Abstract
Context
Accurate methods for early gestational diabetes mellitus (GDM) (during the first trimester of pregnancy) prediction in Chinese and other populations are lacking.
Objectives
Establishing effective models to predict early GDM.
Setting
Pregnancy data for 73 variables during the first trimester were extracted from the electronic medical record system.
Main measures
Based on a machine learning (ML) driven feature selection method, 17 variables were selected for early GDM prediction. In order to facilitate clinical application, 7 variables were selected from the 17-variable panel. Advanced ML approaches were then employed using the 7-variable dataset and the 73-variable dataset to build models predicting early GDM for different situations respectively.
Results
16,819 and 14,992 cases were included in the training and testing sets, respectively. Using 73 variables, the deep neural network model achieved high discriminative power, with area under the curve (AUC) values of 0.80. The 7-variable logistic regression (LR) model also achieved effective discriminate power (AUC = 0.77).
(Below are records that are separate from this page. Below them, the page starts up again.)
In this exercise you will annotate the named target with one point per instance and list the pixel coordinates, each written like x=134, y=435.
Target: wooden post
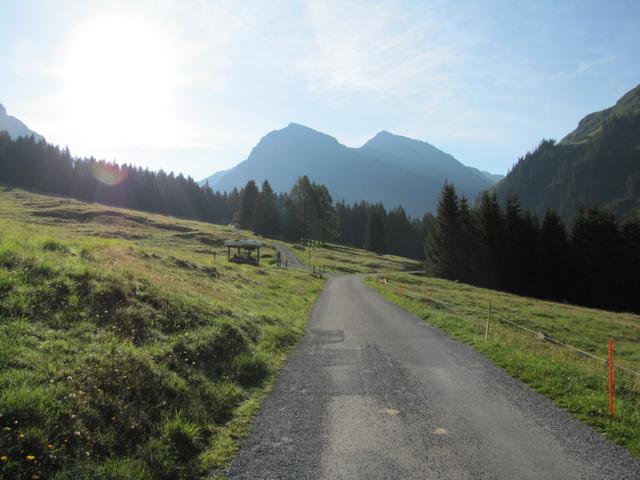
x=486, y=330
x=611, y=407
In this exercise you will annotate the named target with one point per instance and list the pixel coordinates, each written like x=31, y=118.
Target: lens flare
x=108, y=174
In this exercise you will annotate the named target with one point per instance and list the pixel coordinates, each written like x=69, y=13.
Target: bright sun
x=119, y=75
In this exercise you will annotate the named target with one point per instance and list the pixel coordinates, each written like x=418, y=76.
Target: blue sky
x=192, y=86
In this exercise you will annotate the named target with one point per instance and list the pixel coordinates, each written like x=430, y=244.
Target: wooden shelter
x=243, y=251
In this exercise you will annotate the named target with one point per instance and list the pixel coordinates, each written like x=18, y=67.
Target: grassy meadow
x=344, y=259
x=571, y=379
x=125, y=351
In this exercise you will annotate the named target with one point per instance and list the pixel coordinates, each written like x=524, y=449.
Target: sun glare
x=118, y=77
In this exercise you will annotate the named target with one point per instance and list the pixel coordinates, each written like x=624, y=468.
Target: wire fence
x=538, y=333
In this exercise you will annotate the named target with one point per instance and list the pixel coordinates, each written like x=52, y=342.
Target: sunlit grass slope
x=571, y=379
x=344, y=259
x=125, y=352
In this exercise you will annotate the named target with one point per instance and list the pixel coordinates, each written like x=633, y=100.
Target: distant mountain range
x=596, y=164
x=389, y=168
x=14, y=126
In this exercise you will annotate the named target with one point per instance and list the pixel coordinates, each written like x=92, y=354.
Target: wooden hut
x=245, y=251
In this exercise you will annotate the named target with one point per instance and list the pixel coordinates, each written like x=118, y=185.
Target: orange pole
x=611, y=376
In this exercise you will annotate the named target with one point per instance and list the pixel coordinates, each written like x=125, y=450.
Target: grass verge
x=126, y=351
x=573, y=381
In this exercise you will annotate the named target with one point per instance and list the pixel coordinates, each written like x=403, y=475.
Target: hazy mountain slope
x=598, y=163
x=14, y=126
x=390, y=169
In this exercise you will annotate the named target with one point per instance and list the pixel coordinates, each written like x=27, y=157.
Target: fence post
x=486, y=330
x=611, y=376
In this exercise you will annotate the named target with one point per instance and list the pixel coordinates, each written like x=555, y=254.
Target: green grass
x=125, y=352
x=573, y=381
x=344, y=259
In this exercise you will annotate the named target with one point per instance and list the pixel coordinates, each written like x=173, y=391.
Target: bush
x=250, y=369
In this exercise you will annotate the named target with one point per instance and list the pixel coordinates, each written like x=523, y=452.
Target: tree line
x=492, y=245
x=307, y=212
x=595, y=263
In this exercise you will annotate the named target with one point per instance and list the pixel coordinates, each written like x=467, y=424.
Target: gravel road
x=374, y=393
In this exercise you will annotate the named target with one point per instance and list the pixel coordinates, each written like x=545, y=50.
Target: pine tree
x=491, y=241
x=553, y=251
x=376, y=236
x=248, y=204
x=265, y=216
x=442, y=248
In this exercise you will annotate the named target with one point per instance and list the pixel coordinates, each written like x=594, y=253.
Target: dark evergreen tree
x=490, y=224
x=443, y=251
x=553, y=252
x=376, y=236
x=248, y=204
x=265, y=215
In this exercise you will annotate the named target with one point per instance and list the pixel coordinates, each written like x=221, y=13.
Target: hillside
x=596, y=164
x=524, y=337
x=126, y=351
x=15, y=127
x=391, y=169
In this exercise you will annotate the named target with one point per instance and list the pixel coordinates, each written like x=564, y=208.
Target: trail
x=373, y=393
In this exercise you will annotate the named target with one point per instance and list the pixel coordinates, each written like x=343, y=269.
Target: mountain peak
x=15, y=127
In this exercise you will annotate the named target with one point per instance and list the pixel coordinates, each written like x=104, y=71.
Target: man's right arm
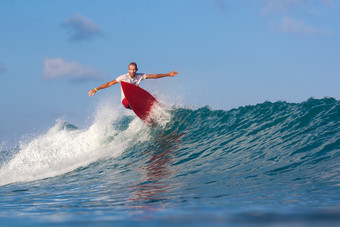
x=106, y=85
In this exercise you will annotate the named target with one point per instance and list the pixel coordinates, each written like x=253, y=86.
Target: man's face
x=132, y=70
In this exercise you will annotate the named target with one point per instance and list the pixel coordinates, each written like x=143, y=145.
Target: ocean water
x=273, y=164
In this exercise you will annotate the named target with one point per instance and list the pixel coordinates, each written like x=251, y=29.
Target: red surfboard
x=139, y=100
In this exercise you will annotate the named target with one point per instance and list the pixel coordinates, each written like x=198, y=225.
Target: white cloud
x=3, y=68
x=55, y=68
x=284, y=5
x=81, y=28
x=299, y=27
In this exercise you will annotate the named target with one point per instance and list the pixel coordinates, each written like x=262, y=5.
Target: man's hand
x=173, y=73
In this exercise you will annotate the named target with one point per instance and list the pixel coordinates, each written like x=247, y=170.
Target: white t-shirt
x=126, y=78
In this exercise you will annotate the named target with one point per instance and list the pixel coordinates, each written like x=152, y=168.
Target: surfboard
x=139, y=100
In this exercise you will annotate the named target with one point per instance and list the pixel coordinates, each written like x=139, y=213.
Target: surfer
x=131, y=77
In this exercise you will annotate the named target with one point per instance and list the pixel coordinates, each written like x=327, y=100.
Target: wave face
x=271, y=157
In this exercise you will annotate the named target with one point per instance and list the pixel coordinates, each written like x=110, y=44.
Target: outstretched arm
x=106, y=85
x=156, y=76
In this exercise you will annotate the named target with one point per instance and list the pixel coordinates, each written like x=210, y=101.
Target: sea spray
x=65, y=148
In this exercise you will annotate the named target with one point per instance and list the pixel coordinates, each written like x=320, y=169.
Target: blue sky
x=228, y=54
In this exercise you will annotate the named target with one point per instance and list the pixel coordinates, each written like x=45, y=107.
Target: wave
x=275, y=143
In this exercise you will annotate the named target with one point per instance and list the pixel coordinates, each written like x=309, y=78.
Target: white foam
x=62, y=150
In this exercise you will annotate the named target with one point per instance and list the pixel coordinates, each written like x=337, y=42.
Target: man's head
x=133, y=69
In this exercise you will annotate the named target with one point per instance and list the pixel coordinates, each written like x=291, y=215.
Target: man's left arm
x=156, y=76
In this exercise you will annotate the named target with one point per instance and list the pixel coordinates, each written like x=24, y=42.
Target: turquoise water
x=272, y=163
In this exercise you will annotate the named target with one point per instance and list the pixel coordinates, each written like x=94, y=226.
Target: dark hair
x=133, y=63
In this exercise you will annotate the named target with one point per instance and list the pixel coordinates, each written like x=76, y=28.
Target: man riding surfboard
x=133, y=78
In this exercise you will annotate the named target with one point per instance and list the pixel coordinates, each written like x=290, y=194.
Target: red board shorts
x=126, y=104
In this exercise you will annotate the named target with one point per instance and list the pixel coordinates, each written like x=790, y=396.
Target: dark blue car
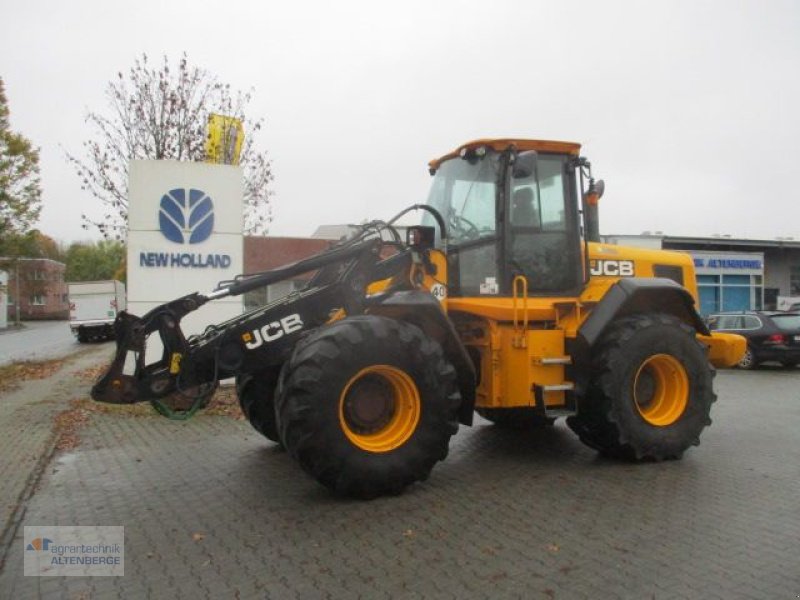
x=771, y=335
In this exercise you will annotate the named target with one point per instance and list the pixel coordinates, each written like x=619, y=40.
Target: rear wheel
x=256, y=392
x=368, y=405
x=651, y=394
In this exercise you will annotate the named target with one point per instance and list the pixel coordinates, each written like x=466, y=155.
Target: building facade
x=733, y=274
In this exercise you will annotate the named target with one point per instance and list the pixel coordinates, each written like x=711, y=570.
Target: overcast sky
x=690, y=111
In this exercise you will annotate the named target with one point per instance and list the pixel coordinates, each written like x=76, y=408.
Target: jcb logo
x=272, y=331
x=611, y=268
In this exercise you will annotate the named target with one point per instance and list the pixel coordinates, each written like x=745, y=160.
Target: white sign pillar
x=184, y=235
x=3, y=299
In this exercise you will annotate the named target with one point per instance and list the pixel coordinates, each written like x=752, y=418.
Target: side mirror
x=524, y=165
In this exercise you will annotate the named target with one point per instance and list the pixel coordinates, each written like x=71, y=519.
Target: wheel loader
x=501, y=300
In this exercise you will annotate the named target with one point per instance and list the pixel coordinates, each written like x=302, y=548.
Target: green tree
x=20, y=184
x=161, y=113
x=95, y=261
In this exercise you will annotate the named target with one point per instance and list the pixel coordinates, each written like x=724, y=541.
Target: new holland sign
x=185, y=217
x=184, y=233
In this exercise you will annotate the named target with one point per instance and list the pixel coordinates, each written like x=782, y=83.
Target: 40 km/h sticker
x=439, y=291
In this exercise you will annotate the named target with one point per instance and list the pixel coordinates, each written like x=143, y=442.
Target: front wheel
x=367, y=406
x=651, y=394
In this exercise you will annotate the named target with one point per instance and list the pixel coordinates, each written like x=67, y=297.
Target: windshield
x=464, y=192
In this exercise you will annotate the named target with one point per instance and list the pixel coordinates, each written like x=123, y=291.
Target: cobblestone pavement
x=212, y=510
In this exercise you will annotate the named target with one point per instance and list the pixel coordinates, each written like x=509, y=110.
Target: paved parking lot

Low BMI (≤ 17) was related to an increased risk of GDM, compared to a BMI in the range of 17 to 18 (minimum risk interval) (11.8% vs 8.7%, P = 0.0935). TT3 and TT4 were superior to FT3 and FT4 in predicting GDM. Lipoprotein (a) was demonstrated a promising predictive value (AUC = 0.66).
Conclusions
We employed ML models that achieved high accuracy in predicting GDM in early pregnancy. A clinically cost-effective 7-variable LR model was simultaneously developed. The relationship of GDM with thyroxine and BMI was investigated in the Chinese population.